Author: Harriet W. Hopf, M.D.
Published in The Journal of the American Society of Anesthesiologists 2 2015, Vol.122, 229-230. doi:10.1097/ALN.0000000000000552
When I started anesthesia residency in 1988, patients undergoing major surgery routinely arrived in the postanesthesia care unit (PACU) with a core temperature of 34.5° to 35°C. We did not fully understand how anesthesia causes hypothermia; we did not have practical, effective means of warming patients; and we did not have evidence of harm—although the shivering patients in the PACU probably had a different perspective.
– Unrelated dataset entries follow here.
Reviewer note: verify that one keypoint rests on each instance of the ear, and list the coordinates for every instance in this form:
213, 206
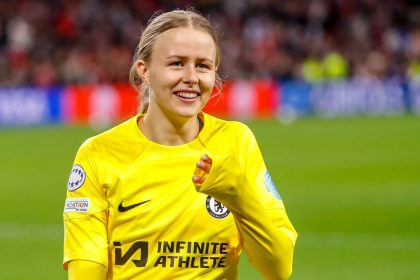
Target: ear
142, 70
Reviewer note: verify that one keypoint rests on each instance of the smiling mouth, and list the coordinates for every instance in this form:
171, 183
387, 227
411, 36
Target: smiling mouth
187, 95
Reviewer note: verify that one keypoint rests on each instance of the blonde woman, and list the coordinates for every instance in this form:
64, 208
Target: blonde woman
174, 193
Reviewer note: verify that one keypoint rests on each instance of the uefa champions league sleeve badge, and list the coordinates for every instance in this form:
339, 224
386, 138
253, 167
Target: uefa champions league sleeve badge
215, 208
77, 178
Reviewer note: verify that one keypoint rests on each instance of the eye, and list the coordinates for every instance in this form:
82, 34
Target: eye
204, 66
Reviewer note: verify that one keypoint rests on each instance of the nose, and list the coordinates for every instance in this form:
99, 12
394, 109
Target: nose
190, 75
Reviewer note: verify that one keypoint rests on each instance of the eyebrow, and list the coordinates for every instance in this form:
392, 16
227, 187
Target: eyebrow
186, 57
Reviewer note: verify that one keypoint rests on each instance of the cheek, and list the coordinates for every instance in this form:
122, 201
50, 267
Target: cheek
208, 82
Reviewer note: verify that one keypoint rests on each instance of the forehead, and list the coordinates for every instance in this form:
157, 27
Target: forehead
185, 41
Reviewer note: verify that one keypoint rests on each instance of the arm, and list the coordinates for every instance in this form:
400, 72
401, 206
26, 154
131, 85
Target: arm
268, 236
85, 213
86, 270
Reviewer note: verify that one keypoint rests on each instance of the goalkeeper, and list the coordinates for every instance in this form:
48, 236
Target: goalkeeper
174, 193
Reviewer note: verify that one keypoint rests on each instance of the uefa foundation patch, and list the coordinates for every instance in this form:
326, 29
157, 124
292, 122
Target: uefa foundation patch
76, 205
216, 208
77, 178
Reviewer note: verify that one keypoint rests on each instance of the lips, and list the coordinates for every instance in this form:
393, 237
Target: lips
187, 94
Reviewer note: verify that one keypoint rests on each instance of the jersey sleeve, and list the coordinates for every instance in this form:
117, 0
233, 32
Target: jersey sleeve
266, 192
241, 182
85, 211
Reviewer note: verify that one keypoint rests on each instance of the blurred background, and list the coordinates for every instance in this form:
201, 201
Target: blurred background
331, 89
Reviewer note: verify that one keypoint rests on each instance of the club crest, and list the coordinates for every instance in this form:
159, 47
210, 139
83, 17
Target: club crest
215, 208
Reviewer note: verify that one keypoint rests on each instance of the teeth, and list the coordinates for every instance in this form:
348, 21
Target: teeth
187, 94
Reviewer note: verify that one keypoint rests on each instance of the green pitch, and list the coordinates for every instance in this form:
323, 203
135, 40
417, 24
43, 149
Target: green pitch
351, 187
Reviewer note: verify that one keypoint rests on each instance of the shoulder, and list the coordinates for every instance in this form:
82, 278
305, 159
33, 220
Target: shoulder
232, 128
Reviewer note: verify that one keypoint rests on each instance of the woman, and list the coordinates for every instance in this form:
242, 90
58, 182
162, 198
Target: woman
132, 209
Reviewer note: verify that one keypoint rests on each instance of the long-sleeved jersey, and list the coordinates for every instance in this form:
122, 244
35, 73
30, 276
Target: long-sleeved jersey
132, 207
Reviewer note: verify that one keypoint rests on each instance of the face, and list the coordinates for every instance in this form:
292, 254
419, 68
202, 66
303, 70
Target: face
181, 72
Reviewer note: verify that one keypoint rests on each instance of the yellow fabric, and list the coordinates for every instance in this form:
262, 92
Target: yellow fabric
86, 270
173, 231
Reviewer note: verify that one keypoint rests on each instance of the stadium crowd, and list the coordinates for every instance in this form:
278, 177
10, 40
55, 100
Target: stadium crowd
50, 42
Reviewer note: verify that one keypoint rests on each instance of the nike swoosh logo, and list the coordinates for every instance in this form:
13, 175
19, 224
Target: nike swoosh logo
122, 208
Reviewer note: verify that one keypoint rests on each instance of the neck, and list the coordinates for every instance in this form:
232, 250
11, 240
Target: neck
170, 132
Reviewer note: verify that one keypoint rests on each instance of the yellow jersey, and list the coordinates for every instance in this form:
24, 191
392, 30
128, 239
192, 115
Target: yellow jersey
132, 207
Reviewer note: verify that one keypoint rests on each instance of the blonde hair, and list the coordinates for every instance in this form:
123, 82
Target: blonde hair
158, 24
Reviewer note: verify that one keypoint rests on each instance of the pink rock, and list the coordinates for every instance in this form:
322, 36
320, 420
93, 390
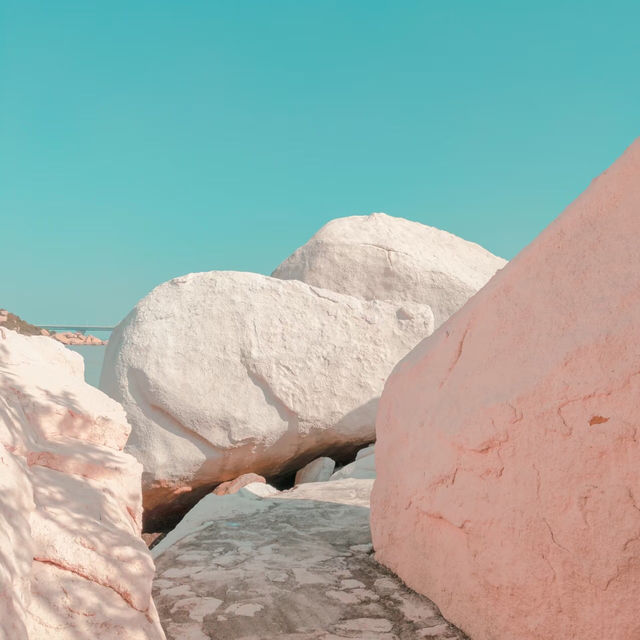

All this changed during my first decade in practice; by 1999, maintenance of perioperative normothermia had been incorporated into practice guidelines.1 The most common definition of perioperative normothermia is core temperature at least 36.0°C on arrival in the PACU. This number was extrapolated from studies that compared outcomes between patients with relatively large differences in core temperature (1° to 2°C) on arrival in the PACU. Sun et al.2 in this issue, using innovative analyses of a large patient dataset, demonstrate that, although most patients meet criteria for normothermia on arrival in the PACU, intraoperativehypothermia (35° to 36°C) is common. Moreover, longer duration of hypothermia is associated with a significant increase in transfusion requirement and a small but statistically significant increase in hospital length of stay. These results suggest the need for a more comprehensive definition of perioperative normothermia and more aggressive efforts to prevent intraoperative hypothermia.